Flore Laurentienne

Requiem pour fleuve. Flore Laurentienne au Jardin botanique

C’est dans une nature (organisée) qui n’a jamais été aussi spectaculaire, boostée par les pluies et le carbone flottant dans l’air, que Flore Laurentienne, le projet de Mathieu David Gagnon, a offert un concert majestueux au Jardin botanique, ce dimanche 30 juillet, dans la série Les Arts s’invitent au jardin. Le fantôme du frère Marie-Victorin, fondateur du Jardin botanique et auteur du célèbre traité de botanique Flore laurentienne, n’était jamais très loin.

Le concert s’est ouvert avec les synthétiseurs seulement, remplissant l’air de grésillements tandis que le vent d’ouest emmêlait les partitions, s’accrochant légèrement aux micros. Puis les cordes ont fait leur entrée en s’envolant haut, haut, haut, jusqu’aux érables argentés faisant guise de rideaux. C’est Fleuve no.1, joué par « le meilleur quatuor à cordes du monde entier », soit Annie Gadbois (violoncelle), Ligia Paquin (alto), Chantale Bergeron et Mélanie Bélair (violons), toutes quatre réussissant avec brio à accompagner les synthétiseurs parfois instables. La pièce s’envole et s’enfonce dans une boue opaque, dans un même mouvement. Est-ce une corne de brume ou les synthétiseurs qui lancent cet appel?

Le fleuve de Mathieu David Gagnon et son ensemble n’est pas celui de la villégiature et des touristes de passage qui s’y baignent les yeux l’instant d’une semaine. C’est le fleuve vaste et sauvage, toujours changeant, qu’il faut connaître pour y naviguer et en revenir. C’est aussi le fleuve en hiver, dans ses icebergs et son immobilité factice.
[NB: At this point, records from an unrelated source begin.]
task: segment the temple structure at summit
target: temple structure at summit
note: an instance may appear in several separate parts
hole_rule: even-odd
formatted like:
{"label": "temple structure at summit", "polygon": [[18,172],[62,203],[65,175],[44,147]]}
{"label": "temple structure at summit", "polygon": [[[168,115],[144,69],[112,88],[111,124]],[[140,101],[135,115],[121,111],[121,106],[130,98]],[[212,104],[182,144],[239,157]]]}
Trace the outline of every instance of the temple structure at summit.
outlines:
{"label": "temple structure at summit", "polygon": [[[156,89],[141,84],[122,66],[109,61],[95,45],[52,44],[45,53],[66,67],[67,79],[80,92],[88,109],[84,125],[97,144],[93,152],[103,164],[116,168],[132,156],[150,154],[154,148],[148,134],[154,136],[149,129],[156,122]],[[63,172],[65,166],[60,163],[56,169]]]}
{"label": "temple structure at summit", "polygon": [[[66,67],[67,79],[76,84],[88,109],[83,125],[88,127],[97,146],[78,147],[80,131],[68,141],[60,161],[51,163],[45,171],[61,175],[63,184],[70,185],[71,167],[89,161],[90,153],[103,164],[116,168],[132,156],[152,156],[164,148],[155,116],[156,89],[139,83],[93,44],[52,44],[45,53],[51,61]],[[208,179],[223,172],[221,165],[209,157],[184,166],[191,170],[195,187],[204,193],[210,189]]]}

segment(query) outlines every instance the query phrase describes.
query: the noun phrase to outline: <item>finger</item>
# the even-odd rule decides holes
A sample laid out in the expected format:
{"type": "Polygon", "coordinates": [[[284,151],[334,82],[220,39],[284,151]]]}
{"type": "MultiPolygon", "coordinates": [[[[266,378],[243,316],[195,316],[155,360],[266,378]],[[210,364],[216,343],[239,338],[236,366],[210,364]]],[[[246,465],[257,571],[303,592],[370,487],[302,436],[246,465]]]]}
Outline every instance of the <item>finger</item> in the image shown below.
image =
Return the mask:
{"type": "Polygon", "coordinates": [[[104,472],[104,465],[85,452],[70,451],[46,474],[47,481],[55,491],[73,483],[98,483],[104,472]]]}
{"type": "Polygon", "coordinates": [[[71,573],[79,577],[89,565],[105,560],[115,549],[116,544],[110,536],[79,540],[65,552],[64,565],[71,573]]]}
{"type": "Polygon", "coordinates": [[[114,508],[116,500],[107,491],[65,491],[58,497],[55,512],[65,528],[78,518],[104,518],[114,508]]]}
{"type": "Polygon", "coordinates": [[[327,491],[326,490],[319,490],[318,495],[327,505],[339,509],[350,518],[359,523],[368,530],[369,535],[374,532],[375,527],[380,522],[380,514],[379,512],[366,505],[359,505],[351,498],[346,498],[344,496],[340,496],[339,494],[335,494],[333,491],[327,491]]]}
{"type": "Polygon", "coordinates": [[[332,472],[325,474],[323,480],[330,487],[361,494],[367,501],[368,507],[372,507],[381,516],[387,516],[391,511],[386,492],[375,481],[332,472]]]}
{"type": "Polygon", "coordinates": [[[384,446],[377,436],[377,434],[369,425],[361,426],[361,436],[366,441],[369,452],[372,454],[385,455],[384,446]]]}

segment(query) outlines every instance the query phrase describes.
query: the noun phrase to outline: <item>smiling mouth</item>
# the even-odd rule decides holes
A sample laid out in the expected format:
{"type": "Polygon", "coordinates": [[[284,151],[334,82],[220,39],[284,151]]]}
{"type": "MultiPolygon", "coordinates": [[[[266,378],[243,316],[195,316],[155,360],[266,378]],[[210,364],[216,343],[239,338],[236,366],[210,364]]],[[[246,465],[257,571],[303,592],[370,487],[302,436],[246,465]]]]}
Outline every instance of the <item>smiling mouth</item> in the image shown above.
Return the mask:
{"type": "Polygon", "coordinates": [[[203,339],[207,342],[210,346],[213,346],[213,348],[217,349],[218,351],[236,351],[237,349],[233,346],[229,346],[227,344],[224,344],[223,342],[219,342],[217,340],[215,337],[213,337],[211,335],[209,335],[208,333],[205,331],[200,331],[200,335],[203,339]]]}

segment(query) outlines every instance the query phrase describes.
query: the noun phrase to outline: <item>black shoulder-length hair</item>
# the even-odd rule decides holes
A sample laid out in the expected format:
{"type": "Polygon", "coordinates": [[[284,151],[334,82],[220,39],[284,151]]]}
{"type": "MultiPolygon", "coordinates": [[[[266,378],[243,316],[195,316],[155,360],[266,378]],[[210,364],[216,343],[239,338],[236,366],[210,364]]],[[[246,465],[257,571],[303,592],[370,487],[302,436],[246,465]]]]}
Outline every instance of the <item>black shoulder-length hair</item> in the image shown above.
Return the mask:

On pourrait y entendre filtrer quelques vers de Miron : « par ce temps profus d’épilobes en beauté / sur ces grèves où l’été / pleuvent en longues flammèches les cris des pluviers » ou de Gatien Lapointe dans son Ode au fleuve:  « le mot prisonnier de la chair / l’accord caché au fond du sang / l’infini de l’univers et du cœur / la solitude sans fin de chaque être ».

Le concert se poursuit avec un habile entrelacement de pièces connues et nouvelles. En deuxième offrande, la pièce Fleur, légère comme un vent de terre, en cordes pincées et mélodie délicate comme un vol de pluvier, composée spécialement pour les Jardins de Métis. L’ensemble poursuit avec Fugue, répétant le motif sans jamais l’épuiser. Côté jardin, Mathieu David Gagnon mène la barque de main de maître, faisant un avec ses capricieux mini-moog, son visage se tordant et s’éclairant au fil des habiles dissonances qu’il produit. Puis la phrase mélodique se dépose enfin, dans une chute finale où le vibraphone propose un apaisement, avant que reprenne un ostinato électro qui nous traverse. « C’est-tu assez Pink Floyd pour vous, Montréal? » demande le compositeur, avec un grand sourire de renard.

Puis viennent Canon et Navigation IV. Le vent continue à souffler et à rafraîchir les spectateurs qui cuisent sous le soleil de juillet. David Gagnon, affairé derrière ses 4 claviers, dirige le quatuor à cordes qui s’emporte comme un essaim d’abeilles, avant que l’angoisse ne s’installe en finale. Et puis l’ensemble nous propose une nouvelle composition, Chaton de saule, inspiré des exercices Hanon pour pianiste. La légère composition donne à rêver aux premières fleurs du printemps et au vol des akènes plumeux. L’ensemble conclut avec deux pièces, dont une composition toute neuve (La nuit bleue), à découvrir dans un prochain album prévu à l’hiver prochain.

Cette musique est vaste, vaste. On ne voit plus le rivage, c’est certain. Est-ce la faute du brouillard? Ou sommes-nous en pleine mer? Les repères sont perdus, mais nous savons qu’un capitaine d’expérience tient la barre. Laissons-nous porter, la houle n’est pas si forte.